# Компьютерные технологии > Железо (hardware) >  Переключатель питания жёстких дисков

## Sergi

Имеется два жёстких диска, и на каждом установлена своя операционка. Первый винт - интернет и игрухи, второй - рабочий. Постоянно приходится перетыкать питание, а разъёмы вобщем-то не вечные. Напрашивается самый простой вариант - спаять переключатель питания жёстких дисков в виде тумблера :)
...НО, компьютер - вещь тонкая и высокотехнологичная, а информация на жёстких дисках вдобавок ещё и ценная :) ...поэтому хочу спросить совета многоуважаемой публики - стоит ли вообще паять такую приблуду?
Понимаю, что переключаться можно и через биос, но тумблер, замаскированный под светодиод, выглядит для меня куда более подходящим вариантом.

----------


## fomton

А что? будет интересно узнать, что и как у тебя получилось. Но комп все равно придется выключать перед переключением питания.
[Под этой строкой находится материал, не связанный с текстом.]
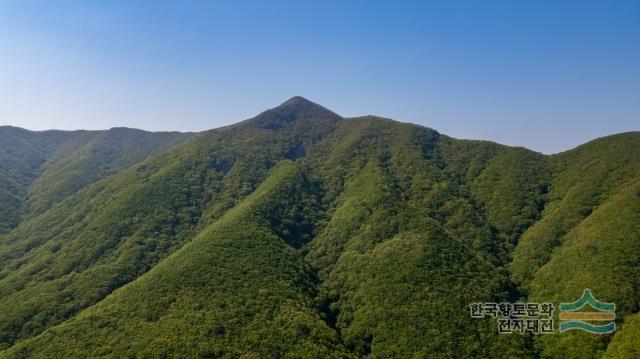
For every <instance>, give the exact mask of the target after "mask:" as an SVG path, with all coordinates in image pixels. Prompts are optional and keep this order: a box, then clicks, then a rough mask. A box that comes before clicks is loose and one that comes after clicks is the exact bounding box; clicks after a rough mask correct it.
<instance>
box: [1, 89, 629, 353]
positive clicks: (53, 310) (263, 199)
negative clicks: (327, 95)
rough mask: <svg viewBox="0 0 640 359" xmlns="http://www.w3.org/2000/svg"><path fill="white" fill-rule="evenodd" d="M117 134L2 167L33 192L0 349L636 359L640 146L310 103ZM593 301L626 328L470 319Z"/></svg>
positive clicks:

Хотя есть SATA контроллеры, позволяющие перетыкать "на горячую"

----------


## mik2007

зачем нужны проблемы с переключателем :eek: 
Подсоединяй сразу два жестких диска и установи на первый одну винду а на второй другую винду
И вовремя загрузки будет выскакивать окно какую винду нужно загружать :D

----------


## Sergi

...мне нужно, чтобы диск не был виден через систему... особенно посторонним личностям, коих вокруг компьютера вьются толпы ;)

----------


## mik2007

если отформатировать диск в файловую систему NTFS то можно установить права доступа как к папке так и к диску вцелом, или можно воспользоваться сторнним софтом и защитить любые данные.:p

----------


## Newin

> если отформатировать диск в файловую систему NTFS то можно установить права доступа как к папке так и к диску вцелом, или можно воспользоваться сторнним софтом и защитить любые данные.:p


мдяяя такой русской защиты инфы я еще не слхал)))) ТуМбЛер))

----------


## mik2007

> мдяяя такой русской защиты инфы я еще не слхал)))) ТуМбЛер))


1.Ставим пвроль на админа
2.Создаем нового пользователя
3.Кликаем по ярлыку мой компютер
4.Кликаем на нужном диске правой кнопкой СВОЙСТВА
5.Выбираем вкладку безопасность
6.Убираем нужные галочки,у нового пользователя,применяем и пришли к результату диск закрыт от посторонних глаз.:p

----------